# Data Description
- Simulated dataset with 100 returns for assets X and Y.
- Estimates optimal investment fraction to minimize portfolio risk.
- Bootstrap estimates standard error.
- There are 2 variables:
    - X: Returns for Asset X
    - Y: Returns for Asset Y

# Load Packages and Data

In [2]:
import numpy as np, statsmodels.api as sm
from ISLP import load_data
from ISLP.models import (ModelSpec as MS,
                         summarize, poly, sklearn_sm)
from sklearn.model_selection import train_test_split
from functools import partial
from sklearn.model_selection import \
     (train_test_split, cross_validate, KFold, ShuffleSplit)
from sklearn.base import clone

In [3]:
Portfolio = load_data('Portfolio')
Portfolio.head()

Unnamed: 0,X,Y
0,-0.895251,-0.234924
1,-1.562454,-0.885176
2,-0.41709,0.271888
3,1.044356,-0.734198
4,-0.315568,0.841983


In [4]:
Portfolio.describe().round(1)

Unnamed: 0,X,Y
count,100.0,100.0
mean,-0.1,-0.1
std,1.1,1.1
min,-2.4,-2.7
25%,-0.9,-0.9
50%,-0.3,-0.2
75%,0.6,0.8
max,2.5,2.6


# The Bootstrap
## Estimating the Accuracy of a Statistic of Interest
- The bootstrap is versatile and easy to use, requiring no complex math. You can implement it in Python to estimate standard error, even with data in a dataframe.

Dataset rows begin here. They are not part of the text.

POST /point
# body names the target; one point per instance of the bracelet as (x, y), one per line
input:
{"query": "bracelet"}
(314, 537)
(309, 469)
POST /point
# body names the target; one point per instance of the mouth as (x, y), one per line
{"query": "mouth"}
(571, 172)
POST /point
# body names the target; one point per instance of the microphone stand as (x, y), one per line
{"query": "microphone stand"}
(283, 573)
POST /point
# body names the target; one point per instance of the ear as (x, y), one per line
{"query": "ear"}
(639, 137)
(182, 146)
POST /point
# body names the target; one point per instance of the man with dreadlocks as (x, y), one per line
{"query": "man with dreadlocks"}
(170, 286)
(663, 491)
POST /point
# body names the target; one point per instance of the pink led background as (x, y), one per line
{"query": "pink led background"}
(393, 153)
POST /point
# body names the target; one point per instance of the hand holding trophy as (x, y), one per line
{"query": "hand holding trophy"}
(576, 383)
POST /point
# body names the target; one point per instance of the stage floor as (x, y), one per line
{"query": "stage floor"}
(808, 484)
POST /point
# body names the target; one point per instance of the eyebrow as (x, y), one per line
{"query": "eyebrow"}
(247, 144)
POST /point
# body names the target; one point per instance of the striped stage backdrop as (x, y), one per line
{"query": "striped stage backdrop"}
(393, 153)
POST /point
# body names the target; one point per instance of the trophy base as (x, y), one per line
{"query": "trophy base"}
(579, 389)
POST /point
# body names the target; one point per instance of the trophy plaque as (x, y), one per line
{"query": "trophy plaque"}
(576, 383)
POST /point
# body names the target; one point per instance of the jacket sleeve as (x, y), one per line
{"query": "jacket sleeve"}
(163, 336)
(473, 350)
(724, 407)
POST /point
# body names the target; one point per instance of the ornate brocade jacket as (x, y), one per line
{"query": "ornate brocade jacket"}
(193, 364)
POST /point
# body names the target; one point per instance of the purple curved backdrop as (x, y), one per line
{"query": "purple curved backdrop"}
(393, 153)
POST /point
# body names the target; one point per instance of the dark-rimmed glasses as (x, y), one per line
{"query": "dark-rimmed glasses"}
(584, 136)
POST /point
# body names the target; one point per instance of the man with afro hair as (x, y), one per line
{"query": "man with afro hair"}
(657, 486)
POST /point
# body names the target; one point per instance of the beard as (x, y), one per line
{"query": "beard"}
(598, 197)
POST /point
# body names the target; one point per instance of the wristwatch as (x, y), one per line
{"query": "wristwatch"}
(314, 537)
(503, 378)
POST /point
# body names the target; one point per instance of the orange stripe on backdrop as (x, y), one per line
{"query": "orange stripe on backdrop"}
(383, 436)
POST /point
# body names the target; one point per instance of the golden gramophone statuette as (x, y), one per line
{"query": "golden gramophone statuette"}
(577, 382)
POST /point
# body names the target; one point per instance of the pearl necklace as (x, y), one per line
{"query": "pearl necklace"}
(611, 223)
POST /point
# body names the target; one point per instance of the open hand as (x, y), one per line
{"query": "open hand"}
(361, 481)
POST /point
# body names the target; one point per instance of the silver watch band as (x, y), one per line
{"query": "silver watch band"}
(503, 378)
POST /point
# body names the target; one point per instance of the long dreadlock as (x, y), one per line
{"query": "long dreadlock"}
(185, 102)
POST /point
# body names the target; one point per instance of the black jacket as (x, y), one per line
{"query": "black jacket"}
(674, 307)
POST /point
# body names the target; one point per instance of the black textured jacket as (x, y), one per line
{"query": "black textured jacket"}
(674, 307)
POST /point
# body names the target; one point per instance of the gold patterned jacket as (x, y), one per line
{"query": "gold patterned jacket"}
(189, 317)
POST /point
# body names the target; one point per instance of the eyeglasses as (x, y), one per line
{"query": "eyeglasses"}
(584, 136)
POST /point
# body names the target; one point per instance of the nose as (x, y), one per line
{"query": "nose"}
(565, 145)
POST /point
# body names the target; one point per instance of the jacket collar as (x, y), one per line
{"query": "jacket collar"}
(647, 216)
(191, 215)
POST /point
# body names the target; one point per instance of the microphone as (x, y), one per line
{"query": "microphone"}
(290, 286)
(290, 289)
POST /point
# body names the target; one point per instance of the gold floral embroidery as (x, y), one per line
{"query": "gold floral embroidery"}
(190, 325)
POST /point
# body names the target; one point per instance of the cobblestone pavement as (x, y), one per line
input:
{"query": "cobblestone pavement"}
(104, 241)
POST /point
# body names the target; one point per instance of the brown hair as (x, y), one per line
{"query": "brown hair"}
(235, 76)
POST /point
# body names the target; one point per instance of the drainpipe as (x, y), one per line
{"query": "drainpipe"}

- We'll demonstrate with a simple example using the `Portfolio` data set to estimate the sampling variance of $\alpha$. We'll create `alpha_func()`, which takes a dataframe `D` with `X` and `Y` columns and an index vector `idx` to compute $\alpha$.

In [5]:
def alpha_func(D, idx):
    # Calculate the covariance matrix for columns 'X' and 'Y' of DataFrame D, 
    # considering only the rows specified by idx. 
    # The rowvar=False indicates that each column represents a variable.
    # The rowvar=True indicates that each row represents a variable.
    cov_ = np.cov(D[['X', 'Y']].loc[idx], rowvar=False)
    
    # Compute the alpha value using the elements of the covariance matrix.
    # The formula is: (variance of Y - covariance of X and Y) /
    #                 (variance of X + variance of Y - 2 * covariance of X and Y)
    return ((cov_[1, 1] - cov_[0, 1]) /
            (cov_[0, 0] + cov_[1, 1] - 2 * cov_[0, 1]))

- The function uses the minimum variance formula to estimate $\alpha$ based on `idx`. For example, it estimates $\alpha$ using all 100 observations.

In [9]:
alpha_func(Portfolio, range(100))

0.57583207459283

- We then randomly select 100 observations with replacement from `range(100)`, forming a bootstrap data set to recompute $\hat{\alpha}$.

In [18]:
rng = np.random.default_rng(0)
alpha_func(Portfolio,
           rng.choice(100, 100, replace=True))

0.6074452469619002

- This can be generalized with `boot_SE()` to compute bootstrap standard errors for functions using a dataframe.

In [18]:
def boot_SE(func, D, n=None, B=1000, seed=0):
    rng = np.random.default_rng(seed)
    # Initialize variables to accumulate the first and second moments
    first_, second_ = 0, 0
    # If n is not specified, use the number of rows in DataFrame D
    n = n or D.shape[0]
    # Perform B bootstrap iterations
    for _ in range(B):
        # Randomly sample n indices from D with replacement
        idx = rng.choice(D.index, n, replace=True)
        
        # Apply the provided function to the sampled data
        value = func(D, idx)
        
        # Accumulate the first and second moments
        first_ += value
        second_ += value**2
    
    # Compute and return the bootstrap standard error
    return np.sqrt(second_ / B - (first_ / B)**2)

- The `_` variable is used in `for _ in range(B)` to run a loop `B` times, ignoring the counter.

- Use this approach to evaluate $\alpha$'s accuracy with $B=1{,}000$ bootstrap replications.

In [19]:
alpha_SE = boot_SE(alpha_func, Portfolio, B=1000, seed=0)
alpha_SE

0.09118176521277699

- The final output shows that the bootstrap estimate for ${\rm SE}(\hat{\alpha})$ is $0.0912$.